The Dicksons got through the trauma by drawing on each other for emotional strength, as did most other farming families. Yet they find themselves once again in the eye of the storm.

"We lost a lot of our herd through BSE, but the ones we have left are very important to us. As a family that lives close to the affected area, you feel the tension in the air all the time."

The Dicksons were on a restful holiday in the Lake District when they caught news of foot-and-mouth. They got home as quickly as they could and haven't been off the farm since. Their 250-acre Nunthorpe holding is a no-go area for most of the outside world and the couple are living in a paranoid state of self-imposed incarceration with their second son Richard, 26.

But it may be precarious self-protection as foot-and-mouth could reach them via a wandering deer, a flock of crows or even a high breeze.

Pat knows there is no advantage in getting hysterical about the situation but, if there's one message she wants to put across to the countryside-loving public, it is to ask them to stay away until the risk of infection is over.

"I want to make a plea from my heart to everyone just to stay away from the countryside until foot-and-mouth disease has been eradicated in case they unwittingly carry the it further afield," she says.

Although the outbreak of the disease has been a strain on them all, she's nowhere near admitting defeat to it.

"We have to pool our strengths together and get through it. I don't sit with my arms around my family and say 'it's going to be all right'. Luckily, we've always been strong together. We're not suffering more than any other family in farming. We're all trying to work our way out of this and I'm sure it's going to be more impossible for some than for others."

Pat says the strength of the agricultural community lies in the fact that it is close-knit, stoical and emotionally supportive in times of crisis. But how many more crises must it contend with?

"I'm not angry about any of this. I'm just very saddened. We've had to pull tighter on the purse strings although the financial side of farming has been a greater struggle for many other families. For us, it's been a case of house-keeping more carefully.

"But it's not just the financial crisis that upsets us.
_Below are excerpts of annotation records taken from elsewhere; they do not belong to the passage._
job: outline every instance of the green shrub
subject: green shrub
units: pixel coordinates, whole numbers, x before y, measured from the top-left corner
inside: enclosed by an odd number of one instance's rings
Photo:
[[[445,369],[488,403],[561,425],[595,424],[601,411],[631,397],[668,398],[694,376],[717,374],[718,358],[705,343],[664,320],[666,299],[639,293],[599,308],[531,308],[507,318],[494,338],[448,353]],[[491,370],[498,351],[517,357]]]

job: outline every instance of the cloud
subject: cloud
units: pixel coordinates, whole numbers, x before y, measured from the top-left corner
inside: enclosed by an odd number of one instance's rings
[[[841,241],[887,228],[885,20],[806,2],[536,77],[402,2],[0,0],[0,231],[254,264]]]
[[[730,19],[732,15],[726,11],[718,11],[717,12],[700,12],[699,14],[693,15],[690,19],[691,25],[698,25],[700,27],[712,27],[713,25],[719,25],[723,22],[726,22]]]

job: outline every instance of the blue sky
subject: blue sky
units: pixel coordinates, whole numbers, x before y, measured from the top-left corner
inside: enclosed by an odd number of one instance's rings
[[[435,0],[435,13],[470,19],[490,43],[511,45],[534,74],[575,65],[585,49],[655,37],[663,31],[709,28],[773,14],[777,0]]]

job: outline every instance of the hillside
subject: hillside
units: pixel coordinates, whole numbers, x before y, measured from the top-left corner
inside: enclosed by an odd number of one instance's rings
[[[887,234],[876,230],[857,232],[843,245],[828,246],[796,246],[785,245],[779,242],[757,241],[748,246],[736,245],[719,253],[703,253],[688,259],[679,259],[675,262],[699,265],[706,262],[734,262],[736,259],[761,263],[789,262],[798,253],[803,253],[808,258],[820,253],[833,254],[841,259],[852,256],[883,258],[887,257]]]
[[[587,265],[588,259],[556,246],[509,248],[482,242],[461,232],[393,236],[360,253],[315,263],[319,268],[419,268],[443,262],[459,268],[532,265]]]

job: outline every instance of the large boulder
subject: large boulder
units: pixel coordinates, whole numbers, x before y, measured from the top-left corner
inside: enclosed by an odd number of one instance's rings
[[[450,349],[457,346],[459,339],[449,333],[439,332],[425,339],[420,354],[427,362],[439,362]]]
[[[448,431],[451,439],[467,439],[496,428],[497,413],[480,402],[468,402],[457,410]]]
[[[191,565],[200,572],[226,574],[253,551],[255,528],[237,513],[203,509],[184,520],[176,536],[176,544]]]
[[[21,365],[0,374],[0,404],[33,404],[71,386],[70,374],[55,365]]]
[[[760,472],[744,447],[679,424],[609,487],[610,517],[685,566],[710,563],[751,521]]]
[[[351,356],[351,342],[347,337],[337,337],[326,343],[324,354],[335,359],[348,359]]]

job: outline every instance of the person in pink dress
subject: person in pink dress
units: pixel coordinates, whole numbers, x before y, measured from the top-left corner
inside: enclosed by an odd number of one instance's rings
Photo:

It's the sadness of waiting and watching to see what happens to the things you've spent most of your life helping to build up."

Her eldest son Iain, 29, and his Canadian wife, Tammy, had already come to the conclusion there's no future in British farming and decided to settle in Canada, even before the foot-and-mouth outbreak occurred.

Pat will sit out the duration of this tortuous scare with as much courage as she can muster and she is consumed by a steely determination to get through it. After all, there's no time for self-pity or despair when you've got a home, a husband and family to be there for.